It’s not that women are always picking lesser things in terms of skill and importance,” England said. “It’s just that the employers are deciding to pay it less.” As she explained, it seems gender bias has a way of making work seem less valuable if it's done by women.

For men, however, the opposite is true. Fields which went from female- to male-dominated over this same time period saw average wages increase. For instance, back in the early days when people assumed that computer hardware was the more important aspect of computer science, most programmers were women, and it was regarded as menial work — not that this makes in any less impressive that women were the ones who, say, programmed the first digital computer or wrote the software that took us to the moon. But after men started dominating programming, only then did wages rise.

Personally, I have always been skeptical of the idea that the wage gap isn't sexist, and that it really just reflects that women tend to prefer lower-paying professions. For one thing, why are girls being socialized in ways that make these positions more attractive, such as the way society promotes the idea that women should care for children and then pays teachers next to nothing? And for another, there's also the fact that when women try to break into higher-paid, male dominated industries, such as STEM fields, it's not like they're welcomed with open arms. So saying that women are "choosing" lower paid positions is a little disingenuous to begin with. There are numerous institutional factors pushing women into those jobs.

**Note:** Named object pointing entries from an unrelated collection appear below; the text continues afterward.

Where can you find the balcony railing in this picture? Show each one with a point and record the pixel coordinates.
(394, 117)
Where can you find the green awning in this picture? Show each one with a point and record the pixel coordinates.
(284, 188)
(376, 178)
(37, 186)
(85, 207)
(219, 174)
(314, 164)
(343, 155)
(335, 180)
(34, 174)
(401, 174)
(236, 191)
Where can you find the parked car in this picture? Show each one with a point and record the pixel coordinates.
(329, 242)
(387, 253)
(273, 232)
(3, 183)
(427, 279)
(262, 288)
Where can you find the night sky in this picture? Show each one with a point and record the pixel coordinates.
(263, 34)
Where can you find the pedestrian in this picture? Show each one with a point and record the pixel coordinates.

And now to add to all of that, it seems that when women do join a field in large numbers, wages go down. In other words, it's not about women choosing lower-paid jobs; it's about women's work being devalued. Which maybe isn't surprising given how women have been doing the absolutely crucial work of looking after homes and families without any compensation or recognition for generations.

Whatever else we can say about the wage gap, the chicken and the egg question of "Are women low paid because they work low-paying jobs or are jobs low-paying because women work them?" has officially been solved. Women are paid less because our work isn't valued in the same way that men's is. And that is sexist, no matter how you look at it.